Let $U$ be an abelian group. Let $V:=\underbrace{U\times ... \times U}_{n\ \text{factors}}$.
Let $H:=C_n$ act on $V$ by cyclic permutation. Let this action be denoted by $\phi$.
Let $F:=V \rtimes_\phi C_n$.
Hence, $1\rightarrow V\stackrel{i}{\rightarrow} F\stackrel{p}{\rightarrow} H\rightarrow 1$ is a group extension.
Question:
Is there an easy way to see how many $H$-conjugacy classes of complements $V$ in $F$ are there?
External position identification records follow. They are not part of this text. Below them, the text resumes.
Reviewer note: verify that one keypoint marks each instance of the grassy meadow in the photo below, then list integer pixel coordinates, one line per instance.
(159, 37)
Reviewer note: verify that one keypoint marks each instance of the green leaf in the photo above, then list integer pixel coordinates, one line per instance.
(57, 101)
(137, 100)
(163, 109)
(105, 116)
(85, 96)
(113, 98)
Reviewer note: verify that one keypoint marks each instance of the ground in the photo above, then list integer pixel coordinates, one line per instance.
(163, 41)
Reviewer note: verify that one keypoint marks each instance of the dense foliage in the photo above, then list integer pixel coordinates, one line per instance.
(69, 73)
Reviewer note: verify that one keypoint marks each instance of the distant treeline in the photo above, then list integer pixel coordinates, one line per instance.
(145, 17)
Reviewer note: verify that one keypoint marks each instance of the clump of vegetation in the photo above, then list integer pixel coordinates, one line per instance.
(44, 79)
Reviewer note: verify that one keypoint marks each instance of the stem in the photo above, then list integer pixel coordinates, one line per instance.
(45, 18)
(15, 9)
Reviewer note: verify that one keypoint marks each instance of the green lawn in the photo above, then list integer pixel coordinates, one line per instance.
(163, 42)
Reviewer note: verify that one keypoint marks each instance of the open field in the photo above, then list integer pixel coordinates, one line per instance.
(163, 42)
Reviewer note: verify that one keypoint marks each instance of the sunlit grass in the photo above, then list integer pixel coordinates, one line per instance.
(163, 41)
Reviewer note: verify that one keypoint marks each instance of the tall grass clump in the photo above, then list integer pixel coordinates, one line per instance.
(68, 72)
Does one only have to find all group homomorphisms from $H$ to $F$ such that the sequence splits without computing the first cohomology group or does one have to compute the first cohomology group?
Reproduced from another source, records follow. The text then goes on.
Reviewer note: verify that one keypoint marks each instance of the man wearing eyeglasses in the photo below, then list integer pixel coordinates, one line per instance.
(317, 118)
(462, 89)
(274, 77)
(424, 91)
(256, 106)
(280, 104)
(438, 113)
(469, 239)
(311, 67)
Thank you very much for the help.
As I said in a comment, this follows from Shapiro's Lemma: if $H \le G$ are groups, and $U$ is an $H$-module (over ${\mathbb Z}$ as default), then $H^n(G,U^G) \cong H^n(H,N)$ for all $n \ge 1$. In your example, $H$ is trivial, so $H^n(G,U^G) = 0$ for all $n \ge 1$. This result extends naturally to the case when $U$ is an arbitrary non-abelian group.
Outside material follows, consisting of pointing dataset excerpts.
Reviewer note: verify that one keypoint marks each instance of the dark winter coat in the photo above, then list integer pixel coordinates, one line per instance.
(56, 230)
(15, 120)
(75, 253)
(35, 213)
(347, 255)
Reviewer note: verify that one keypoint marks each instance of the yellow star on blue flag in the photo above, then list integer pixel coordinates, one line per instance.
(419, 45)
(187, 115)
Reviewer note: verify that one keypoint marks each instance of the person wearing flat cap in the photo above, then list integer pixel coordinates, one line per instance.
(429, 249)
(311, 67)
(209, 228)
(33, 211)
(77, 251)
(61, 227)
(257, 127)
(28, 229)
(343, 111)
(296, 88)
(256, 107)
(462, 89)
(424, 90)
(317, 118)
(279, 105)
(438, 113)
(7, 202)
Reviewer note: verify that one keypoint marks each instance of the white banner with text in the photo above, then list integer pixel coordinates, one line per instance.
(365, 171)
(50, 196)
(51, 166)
It is not hard to give a direct proof of the result in your case, so here it is. There is no need to assume that $U$ is abelian.
Elements of $F = U \rtimes_\phi C_n$ have the form $vg^k$ with $v \in U^n$ and $0 \le k < n$ where, for $v = (u_1,u_2,\ldots,u_n)$, we have $gvg^{-1} = (u_2,u_3,\ldots,u_n,u_1)$.
Now a complement of $U^n$ in $F$ is generated by an element $vg$ with $(vg)^n = 1$. Since, $$(vg)^n = v (gvg^{-1}) (g^2vg^{-2}) \cdots (g^{n-1}vg^{-(n-1)}),$$ this is equivalent to $v=(u_1,\ldots,u_n)$ with $u_1u_2\cdots u_n=1$.
In that case, putting $c = (1,u_1,u_1u_2,\ldots,u_1u_2\cdots u_{n-1})$, we have $c^{-1}gc = c^{-1}(gcg^{-1})g = vg$, so the complements are conjugate.